The government shutdown has now gone on for more than a month—it is the longest in US history. 800,000 people are either working for free—because they’re deemed “essential employees—or else they’ve been furloughed. Some of them will get back pay; some, contract workers who tend to be janitors, food service workers, groundskeepers and other low-wage staff, will not.
They are hostages to Donald Trump’s ego. Republicans controlled Congress for two years and refused to authorise the $5bn-plus Trump demands for a “wall” across the US-Mexico border. Yet now that Democrats hold the House of Representatives, Trump’s turned the whole thing into a 2020 campaign stunt, aimed at his most fervently xenophobic supporters. In 2018, he had expressed willingness to sign a Bill that devoted only $1.3bn to a border barrier and protected the “Dreamers,” kids illegally brought to the US by their parents, but anti-immigration advocates such as Ann Coulter raised a ruckus. Trump backed away.
Recently he offered a “compromise:” $5.7bn for the wall, but also a three-year pause in deporting those under Temporary Protected Status, people who fled violence in the Sudan, Haiti, El Salvador and Nicaragua, as well as a three-year pause on deporting the “Dreamers.” House speaker Nancy Pelosi pronounced it unacceptable, saying Trump’s offer did not “represent a good faith effort to restore certainty to people’s lives.”

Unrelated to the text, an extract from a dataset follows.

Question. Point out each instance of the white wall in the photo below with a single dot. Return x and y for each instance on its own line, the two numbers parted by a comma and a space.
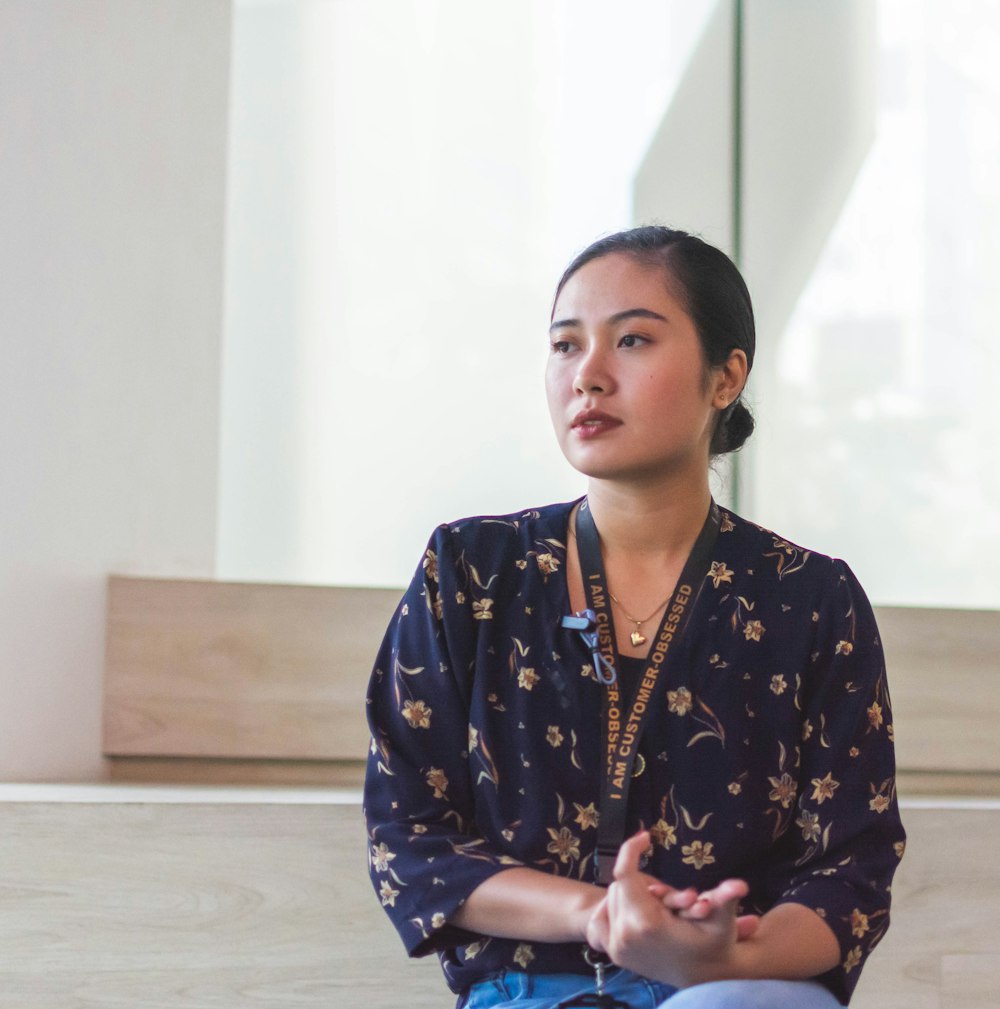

In the Senate, Majority Leader Mitch McConnell, missing in action for weeks as Trump and the House Democrats argued, has pledged to allow the Senate to vote on a Bill to re-open the government and fund the Great Wall of Trump. With Democrats generally united against it, and some Republicans urged to take a tough line by their constituents over the shutdown, it is unlikely to win the 60 votes it needs.